Roma, 28 lug. – L’evoluzione dell’Health Insurance è stata al centro della sessione Life, Health & Longevity degli Insurtech Days, l’appuntamento annuale promosso da Italian Insurtech Association (IIA) e dedicato all’innovazione nel settore assicurativo.

Dal dibattito è emerso uno scenario destinato a ridefinire i bisogni di assistenza e, con essi, il ruolo delle assicurazioni. Il primo grande cambiamento è di natura demografica: nel 2030 una persona su sei nel mondo avrà più di 60 anni; nel 2050 gli ultrasessantenni saranno 2,1 miliardi. All’invecchiamento della popolazione si accompagna la crescente diffusione delle malattie croniche non trasmissibili, già oggi responsabili di oltre il 70% dei decessi nel mondo. L’allungamento dell’aspettativa di vita, per un numero sempre maggiore di persone, comporta anche la necessità di convivere più a lungo con patologie che richiedono cure e assistenza continuative. La crescita della domanda di assistenza, tuttavia, si scontra spesso con la difficoltà di aumentare in egual misura le risorse ad essa destinate.

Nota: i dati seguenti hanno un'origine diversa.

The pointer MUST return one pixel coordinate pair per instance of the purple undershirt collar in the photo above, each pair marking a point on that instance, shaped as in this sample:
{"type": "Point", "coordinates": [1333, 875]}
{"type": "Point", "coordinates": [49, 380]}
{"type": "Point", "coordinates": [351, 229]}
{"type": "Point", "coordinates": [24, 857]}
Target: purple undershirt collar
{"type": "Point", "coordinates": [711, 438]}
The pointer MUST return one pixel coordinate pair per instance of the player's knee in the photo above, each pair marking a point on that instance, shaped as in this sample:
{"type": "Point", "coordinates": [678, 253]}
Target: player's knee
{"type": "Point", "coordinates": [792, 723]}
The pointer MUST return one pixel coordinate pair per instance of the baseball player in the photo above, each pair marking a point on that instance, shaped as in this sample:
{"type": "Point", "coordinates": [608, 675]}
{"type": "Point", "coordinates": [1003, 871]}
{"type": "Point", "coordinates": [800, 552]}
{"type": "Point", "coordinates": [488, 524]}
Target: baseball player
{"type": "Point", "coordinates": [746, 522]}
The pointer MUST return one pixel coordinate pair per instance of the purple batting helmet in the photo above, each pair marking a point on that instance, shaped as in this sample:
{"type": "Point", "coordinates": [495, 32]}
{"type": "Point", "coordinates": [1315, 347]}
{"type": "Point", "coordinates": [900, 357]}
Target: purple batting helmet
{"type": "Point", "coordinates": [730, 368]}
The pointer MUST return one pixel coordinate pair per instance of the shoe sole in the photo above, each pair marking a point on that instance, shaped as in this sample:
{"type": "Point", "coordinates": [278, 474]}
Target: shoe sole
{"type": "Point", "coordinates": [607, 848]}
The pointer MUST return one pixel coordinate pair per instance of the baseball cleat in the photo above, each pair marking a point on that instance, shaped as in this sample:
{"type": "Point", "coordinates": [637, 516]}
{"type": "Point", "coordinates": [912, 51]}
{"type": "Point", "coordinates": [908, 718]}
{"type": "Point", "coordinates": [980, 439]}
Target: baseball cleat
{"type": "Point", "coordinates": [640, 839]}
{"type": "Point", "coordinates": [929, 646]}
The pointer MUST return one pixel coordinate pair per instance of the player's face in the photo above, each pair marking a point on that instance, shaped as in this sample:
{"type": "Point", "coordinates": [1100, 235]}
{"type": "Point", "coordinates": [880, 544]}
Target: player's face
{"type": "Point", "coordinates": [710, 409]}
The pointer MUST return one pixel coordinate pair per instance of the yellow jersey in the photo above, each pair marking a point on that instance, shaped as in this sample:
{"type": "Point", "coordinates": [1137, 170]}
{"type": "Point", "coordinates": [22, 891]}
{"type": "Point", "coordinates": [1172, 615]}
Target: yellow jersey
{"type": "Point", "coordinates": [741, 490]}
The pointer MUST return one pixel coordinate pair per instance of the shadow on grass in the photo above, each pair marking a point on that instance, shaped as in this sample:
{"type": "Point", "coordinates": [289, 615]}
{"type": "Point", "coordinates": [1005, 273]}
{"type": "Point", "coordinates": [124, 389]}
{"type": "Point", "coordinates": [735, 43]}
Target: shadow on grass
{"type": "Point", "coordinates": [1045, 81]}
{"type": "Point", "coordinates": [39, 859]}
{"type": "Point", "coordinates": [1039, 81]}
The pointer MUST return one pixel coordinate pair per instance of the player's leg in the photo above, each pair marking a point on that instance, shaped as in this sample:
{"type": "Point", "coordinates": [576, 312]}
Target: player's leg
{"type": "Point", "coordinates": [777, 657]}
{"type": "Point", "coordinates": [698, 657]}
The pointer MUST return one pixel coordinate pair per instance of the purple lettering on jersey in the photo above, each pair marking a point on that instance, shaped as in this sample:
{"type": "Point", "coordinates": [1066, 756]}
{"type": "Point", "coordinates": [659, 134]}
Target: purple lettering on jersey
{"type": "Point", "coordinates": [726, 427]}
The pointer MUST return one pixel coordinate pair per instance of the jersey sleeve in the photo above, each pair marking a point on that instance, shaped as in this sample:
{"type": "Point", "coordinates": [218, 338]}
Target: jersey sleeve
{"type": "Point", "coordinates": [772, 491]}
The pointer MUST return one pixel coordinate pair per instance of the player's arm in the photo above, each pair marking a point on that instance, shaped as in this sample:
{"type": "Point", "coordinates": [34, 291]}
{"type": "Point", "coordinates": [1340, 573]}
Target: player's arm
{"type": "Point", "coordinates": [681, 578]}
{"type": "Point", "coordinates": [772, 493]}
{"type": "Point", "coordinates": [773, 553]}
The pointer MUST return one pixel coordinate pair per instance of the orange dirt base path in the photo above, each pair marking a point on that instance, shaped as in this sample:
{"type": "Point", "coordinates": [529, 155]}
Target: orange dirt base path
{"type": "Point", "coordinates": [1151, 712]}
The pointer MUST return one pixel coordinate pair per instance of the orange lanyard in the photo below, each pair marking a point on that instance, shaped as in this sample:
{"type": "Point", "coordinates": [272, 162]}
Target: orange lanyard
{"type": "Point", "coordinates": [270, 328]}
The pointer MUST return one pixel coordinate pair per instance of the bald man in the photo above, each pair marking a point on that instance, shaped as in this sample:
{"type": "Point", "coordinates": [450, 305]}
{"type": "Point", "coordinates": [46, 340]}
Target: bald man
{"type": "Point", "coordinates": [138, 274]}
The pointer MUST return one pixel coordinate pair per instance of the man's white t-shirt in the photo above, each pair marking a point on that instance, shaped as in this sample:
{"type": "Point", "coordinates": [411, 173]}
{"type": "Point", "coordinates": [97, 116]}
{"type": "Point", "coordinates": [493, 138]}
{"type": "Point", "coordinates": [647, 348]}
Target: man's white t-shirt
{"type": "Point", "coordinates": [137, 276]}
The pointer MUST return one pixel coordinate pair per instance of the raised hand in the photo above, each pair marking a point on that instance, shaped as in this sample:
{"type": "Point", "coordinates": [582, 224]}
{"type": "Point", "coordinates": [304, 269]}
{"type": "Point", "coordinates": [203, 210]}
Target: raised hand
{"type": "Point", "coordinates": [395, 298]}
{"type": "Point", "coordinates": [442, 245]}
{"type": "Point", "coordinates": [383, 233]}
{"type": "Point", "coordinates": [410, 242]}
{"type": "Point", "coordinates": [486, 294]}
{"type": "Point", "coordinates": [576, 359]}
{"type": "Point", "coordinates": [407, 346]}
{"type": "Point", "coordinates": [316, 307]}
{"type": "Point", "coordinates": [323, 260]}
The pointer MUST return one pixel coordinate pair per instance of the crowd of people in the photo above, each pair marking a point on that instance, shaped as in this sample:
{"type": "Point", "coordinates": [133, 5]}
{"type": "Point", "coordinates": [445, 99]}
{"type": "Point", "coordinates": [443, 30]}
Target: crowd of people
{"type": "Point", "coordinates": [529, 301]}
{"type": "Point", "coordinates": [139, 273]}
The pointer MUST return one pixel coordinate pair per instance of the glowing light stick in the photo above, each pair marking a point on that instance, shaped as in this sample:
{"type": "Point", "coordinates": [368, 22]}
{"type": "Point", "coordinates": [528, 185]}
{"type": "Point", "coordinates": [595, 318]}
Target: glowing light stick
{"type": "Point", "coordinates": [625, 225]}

La portata dei cambiamenti in atto trova riscontro nelle scelte di investimento dell’industria assicurativa. Secondo i dati raccolti da Italian Insurtech Association, nei primi sei mesi del 2025 gli investimenti negli ecosistemi assicurativi hanno raggiunto i 230 milioni di euro, pari a circa il 70% dei 330 milioni investiti nell’intero 2024. Alla Salute è riconducibile il 20% delle risorse investite, una quota lievemente inferiore rispetto a quella destinata alla Mobilità (21%) e superiore a quelle dedicate a Casa (15%) e PMI/Commercial Lines (14%). La distribuzione degli investimenti colloca dunque la Salute tra gli ambiti di maggiore interesse per il mercato assicurativo e testimonia la crescente attenzione dell’industria verso l’evoluzione dei bisogni sanitari e assistenziali.